Energy storage devices store chemical, electric, or thermal energy for later use. Examples include rechargeable batteries (Lead-acid and Lithium-ion), flow batteries, supercapacitors, and flywheels.

Large-scale energy storage systems offer grid services like frequency regulation and electricity price support, often implemented by ISOs or RTOs as a means to balance out their grid while also incorporating renewables.

Long-Duration Storage

Long duration storage holds an enviable place in the cleantech hype cycle. From pumping water back behind hydroelectric dams to lithium-ion batteries at utility scale, long duration energy storage solutions boast a formidable presence in this category of cleantech innovations. Their benefits may include eliminating coal and gas peaker plants while making renewable resources round-the-clock resources and creating a carbon-free grid.

Reality, however, can be more nuanced. While many energy storage technologies can act as LDES, each offers different power-to-energy ratios and discharging times; some like pumped hydro require large canyons and reservoirs; molten salt storage technologies being developed by companies like Highview Power are technology neutral.

Grid planners must identify LDES needs carefully so the appropriate technologies can be developed and deployed accordingly. This will ensure any support mechanism actually delivers the services most required – such as pollution reduction in low-income and communities of color overburdened by fossil fuel peaker plants.

Intermittent Storage

Energy storage solutions (ESSs) provide solutions that balance electricity supply and demand while improving power quality and reliability on multiple timescales – from second-by-second. Solar and wind farms often co-locate ESSs so as to avoid curtailing generation when demand exceeds supply (called dispatchability).

ESSs provide rapid response ancillary services for the electric grid, such as frequency regulation, “spinning” reserve capacity management and load following. They store electricity during peak demand hours before discharging it during off-peak hours in order to help shift energy consumption away from the grid.

These energy storage systems (ESSs) can be placed near intermittent generation sources, behind-the-meter in homes and businesses to promote greater self-consumption of photovoltaic energy, or integrated within microgrids. A variety of technologies exist for achieving this objective – such as pumped hydro and electrochemical batteries as well as regenerative flywheels and compressed air – in order to accomplish their purpose.

Community Resilience

Community resilience has been a focus of significant study across disciplines, particularly engineering and social sciences. As an overarching concept, resilience encompasses a community’s capacity to adapt quickly to changing conditions while being prepared for anticipated hazards or natural disasters and recovering quickly after them.

Physical infrastructure systems play an essential role in community resilience, from built environments and supporting institutions to social media networks and electronic systems.
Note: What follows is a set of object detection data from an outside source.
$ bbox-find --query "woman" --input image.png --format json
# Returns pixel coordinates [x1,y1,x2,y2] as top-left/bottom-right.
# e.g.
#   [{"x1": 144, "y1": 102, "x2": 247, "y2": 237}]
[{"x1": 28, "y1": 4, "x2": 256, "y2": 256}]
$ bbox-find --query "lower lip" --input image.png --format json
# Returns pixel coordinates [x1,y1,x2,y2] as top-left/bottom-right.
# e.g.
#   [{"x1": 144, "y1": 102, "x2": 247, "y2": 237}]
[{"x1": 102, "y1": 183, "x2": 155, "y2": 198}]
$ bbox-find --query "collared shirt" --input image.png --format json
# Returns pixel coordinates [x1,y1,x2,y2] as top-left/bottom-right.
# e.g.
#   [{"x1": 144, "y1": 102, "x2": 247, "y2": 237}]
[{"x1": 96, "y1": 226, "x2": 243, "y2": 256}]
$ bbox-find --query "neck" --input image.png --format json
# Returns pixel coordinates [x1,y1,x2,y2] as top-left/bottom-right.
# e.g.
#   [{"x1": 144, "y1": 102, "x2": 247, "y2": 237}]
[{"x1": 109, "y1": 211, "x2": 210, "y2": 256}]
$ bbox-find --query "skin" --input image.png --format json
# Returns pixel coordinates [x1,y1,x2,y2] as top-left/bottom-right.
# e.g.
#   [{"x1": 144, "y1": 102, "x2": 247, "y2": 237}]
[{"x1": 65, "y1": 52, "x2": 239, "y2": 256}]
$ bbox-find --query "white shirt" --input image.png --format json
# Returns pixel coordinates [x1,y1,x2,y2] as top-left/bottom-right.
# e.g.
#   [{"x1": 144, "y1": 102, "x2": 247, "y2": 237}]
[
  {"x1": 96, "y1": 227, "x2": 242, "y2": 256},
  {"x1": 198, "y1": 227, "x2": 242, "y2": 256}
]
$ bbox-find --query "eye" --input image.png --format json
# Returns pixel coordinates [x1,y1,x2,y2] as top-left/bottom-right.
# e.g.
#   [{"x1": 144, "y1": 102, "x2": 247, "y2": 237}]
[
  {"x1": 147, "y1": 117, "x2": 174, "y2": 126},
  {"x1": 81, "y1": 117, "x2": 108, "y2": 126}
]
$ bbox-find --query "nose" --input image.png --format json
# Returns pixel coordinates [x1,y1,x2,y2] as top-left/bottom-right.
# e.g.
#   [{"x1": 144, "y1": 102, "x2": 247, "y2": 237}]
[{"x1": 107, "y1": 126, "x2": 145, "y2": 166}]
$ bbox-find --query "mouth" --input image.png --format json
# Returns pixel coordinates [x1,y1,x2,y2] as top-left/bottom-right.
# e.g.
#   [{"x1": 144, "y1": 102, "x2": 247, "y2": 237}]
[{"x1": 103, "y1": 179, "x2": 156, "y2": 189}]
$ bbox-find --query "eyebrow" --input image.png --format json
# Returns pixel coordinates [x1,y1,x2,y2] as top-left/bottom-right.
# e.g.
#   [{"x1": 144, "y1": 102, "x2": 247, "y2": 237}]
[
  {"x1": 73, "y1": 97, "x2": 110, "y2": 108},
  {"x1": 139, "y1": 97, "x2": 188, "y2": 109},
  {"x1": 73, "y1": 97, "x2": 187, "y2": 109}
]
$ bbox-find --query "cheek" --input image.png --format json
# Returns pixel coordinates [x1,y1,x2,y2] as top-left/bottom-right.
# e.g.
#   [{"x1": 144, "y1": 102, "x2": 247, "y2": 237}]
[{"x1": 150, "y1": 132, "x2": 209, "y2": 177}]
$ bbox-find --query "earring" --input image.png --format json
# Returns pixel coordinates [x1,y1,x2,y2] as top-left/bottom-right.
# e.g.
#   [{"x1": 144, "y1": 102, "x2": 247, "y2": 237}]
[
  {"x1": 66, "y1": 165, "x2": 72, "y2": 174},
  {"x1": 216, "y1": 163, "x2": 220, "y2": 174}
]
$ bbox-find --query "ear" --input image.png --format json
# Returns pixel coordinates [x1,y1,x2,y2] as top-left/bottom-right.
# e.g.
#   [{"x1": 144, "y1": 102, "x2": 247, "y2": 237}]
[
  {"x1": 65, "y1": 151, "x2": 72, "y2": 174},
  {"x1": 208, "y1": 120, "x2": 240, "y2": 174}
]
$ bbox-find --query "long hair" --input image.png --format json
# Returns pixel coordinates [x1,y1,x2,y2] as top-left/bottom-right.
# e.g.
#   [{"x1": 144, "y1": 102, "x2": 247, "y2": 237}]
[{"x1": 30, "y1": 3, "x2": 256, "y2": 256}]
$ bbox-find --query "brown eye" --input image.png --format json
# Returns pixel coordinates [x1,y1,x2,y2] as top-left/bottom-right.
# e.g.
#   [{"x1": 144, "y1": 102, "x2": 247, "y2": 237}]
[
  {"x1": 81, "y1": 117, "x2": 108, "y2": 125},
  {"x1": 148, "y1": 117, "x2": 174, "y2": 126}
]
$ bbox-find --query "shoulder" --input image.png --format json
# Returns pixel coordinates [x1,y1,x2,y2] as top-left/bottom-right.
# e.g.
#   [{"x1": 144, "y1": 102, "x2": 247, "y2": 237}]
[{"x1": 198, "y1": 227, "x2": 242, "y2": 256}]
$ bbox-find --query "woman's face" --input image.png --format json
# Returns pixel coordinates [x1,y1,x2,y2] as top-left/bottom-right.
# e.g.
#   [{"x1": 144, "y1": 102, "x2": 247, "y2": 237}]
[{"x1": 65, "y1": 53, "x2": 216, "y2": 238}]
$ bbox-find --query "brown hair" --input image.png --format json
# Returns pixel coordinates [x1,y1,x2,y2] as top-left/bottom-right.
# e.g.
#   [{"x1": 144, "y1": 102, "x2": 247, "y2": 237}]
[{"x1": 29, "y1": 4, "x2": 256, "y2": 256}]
Resilience of these systems can be measured by their ability to regain functionality after a hazard event has taken place.

Communities’ resilience depends on several factors, including preexisting conditions, available resources, and their capacity to adapt quickly in response to hazards events. NIST Building Resilience Program addresses these elements through research, community planning and guidance.

Grid Stability

Reliable electrical power supplies are of vital importance to communities across the world. Aging infrastructure, severe weather events and cybersecurity challenges all compound to make more resilient energy supply necessary.

Solar energy provides a dependable source of power without the need for expensive power plants or transmission lines, helping reduce grid failure risks caused by interruptions to its supply chain. Energy storage devices may help smooth out demand during peak pricing periods to help avoid sudden price spikes for customers.

As renewable energy penetration increases, its effects can place strain on electricity grid stability due to disparate generation and consumption. To address this challenge, energy storage solutions like batteries and pumped hydro storage provide grid balancing services to help balance out generation with consumption while fully integrating renewables. As wind generation peaks, its rotational inertia decreases, prompting grid operators to purchase grid-forming services from inverter-interfaced renewables with inertia-less generators as required by NERC regulations in order to maintain frequency stability – something GE technology allows renewables to do to provide these services while adding value while guaranteeing grid stability.